Seyfarth Synopsis: New York, New Jersey, and Connecticut have imposed quarantine requirements for individuals traveling from states with significant community spread of COVID-19. While all three directives are substantively the same, enforcement may differ among the states. And New York has gone one step further by providing that New York employees who voluntarily travel to high-risk states are ineligible for paid leave under the state's COVID-19 emergency leave mandate.

The governors of New York, New Jersey, and Connecticut last week issued a joint travel advisory that calls for a 14-day quarantine for individuals who travel into their states from states with significant recent spikes in positive COVID-19 tests.

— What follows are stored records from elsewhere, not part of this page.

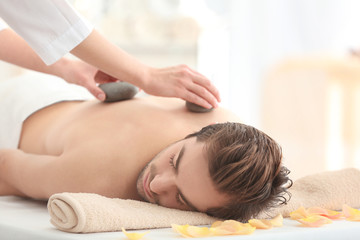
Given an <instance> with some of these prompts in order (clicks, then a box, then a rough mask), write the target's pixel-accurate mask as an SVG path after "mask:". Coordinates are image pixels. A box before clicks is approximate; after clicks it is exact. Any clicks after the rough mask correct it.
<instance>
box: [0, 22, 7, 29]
mask: <svg viewBox="0 0 360 240" xmlns="http://www.w3.org/2000/svg"><path fill="white" fill-rule="evenodd" d="M5 28H6V26H5V24H4V23H3V22H2V20H1V19H0V31H1V30H3V29H5Z"/></svg>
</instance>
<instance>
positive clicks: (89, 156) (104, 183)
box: [0, 147, 109, 199]
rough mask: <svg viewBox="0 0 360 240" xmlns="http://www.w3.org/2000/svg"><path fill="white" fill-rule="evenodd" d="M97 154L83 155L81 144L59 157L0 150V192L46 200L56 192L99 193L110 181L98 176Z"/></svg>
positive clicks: (18, 195)
mask: <svg viewBox="0 0 360 240" xmlns="http://www.w3.org/2000/svg"><path fill="white" fill-rule="evenodd" d="M87 151H89V149H87ZM85 155H86V156H85ZM100 157H101V156H97V155H96V154H92V153H90V154H84V149H83V148H82V147H77V148H76V149H73V150H71V151H67V152H66V153H64V154H62V155H59V156H50V155H38V154H30V153H25V152H23V151H21V150H19V149H1V150H0V195H18V196H26V197H31V198H37V199H47V198H49V197H50V196H51V195H52V194H54V193H59V192H84V191H87V192H94V193H99V194H102V193H103V192H102V191H103V190H104V191H105V188H106V186H107V184H109V182H106V181H107V179H106V178H104V177H103V175H100V174H101V171H100V169H101V167H102V165H104V164H102V162H101V161H98V159H99V158H100Z"/></svg>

The affected states are those that have a positive test rate higher than 10 per 100,000 residents or a 10% or higher positivity rate over a seven-day rolling average. As of this writing, eight states meet those criteria:

  • Alabama
  • Arkansas
  • Arizona
  • Florida
  • North Carolina
  • South Carolina
  • Texas
  • Utah

The advisory will be adjusted to include new states (and presumably remove others) as circumstances warrant. Each state's respective Department of Health will monitor testing results and issue revised lists as appropriate. (For New York, click here. For Connecticut, click here. For New Jersey, click here.)

Although the advisory is a coordinated effort by the three Governors, the prospects for enforcement appear to differ among the states. New Jersey has issued guidance on the advisory stating, "The self-quarantine is voluntary, but compliance is expected. Travelers and residents returning from impacted states typically will not need to check-in with public health officials, unless otherwise they are involved in contract tracing efforts or required to do so by their employer or any other federal, state or local law or order. It is expected that individuals will follow the recommendation to self-quarantine." Connecticut's FAQs on the advisory similarly provide, "This is an advisory and we are strongly urging visitors to Connecticut to take this step. It will be up to individuals to abide by the advisory."

However, pursuant to New York's Executive Order on the advisory, "Any violation of a quarantine or isolation order issued to an individual pursuant to the Commissioner of the Department of Health's travel advisory by a local department of health or state department of health may be enforced pursuant to article 21 of the public health law, and non-compliance may additionally be deemed a violation pursuant to section 12 of the public health law subject to a civil penalty of up to $10,000." According to anecdotal accounts since the advisory was issued, passengers arriving in New York on flights from the restricted states are receiving temperature checks upon arrival and may be asked or required to participate in tracing efforts.

The quarantine requirements will not be applicable to certain essential workers who are required, by virtue of their employment, to travel into the Tri-State area from one of the affected states for a brief stay, or under other specific circumstances as provided by the respective health commissioners.

Impact on Paid Sick Leave

While New York, New Jersey, and Connecticut all have statewide Paid Sick Leave laws either in effect or scheduled to go into effect in the coming months, New York is the only state to have a separate COVID-19 emergency paid sick leave law in effect at this time. Before the current quarantine order, the New York law provided that employees would not be eligible for paid leave if they voluntarily travel to a country for which the Centers for Disease Control and Prevention has a level two or three travel health notice. Governor Andrew Cuomo has now signed another executive order providing that employees will be similarly ineligible for paid sick leave under the statute if they voluntarily travel to one of the affected states as well.

Employer Takeaway

Employers are not generally in the habit of monitoring their employees' personal travels outside working hours. In the Tri-State area, that may be changing, at least for the immediate future during the recent spike in positive tests in states where cases were previously less prevalent. For employees working remotely, a 14-day quarantine following travel may not be much of an imposition, for them or their employers. But for employees who have been, or with state re-openings soon will be, expected to return to the workplace, the new quarantine restrictions may pose yet another COVID-related hurdle to the resumption of normal operations.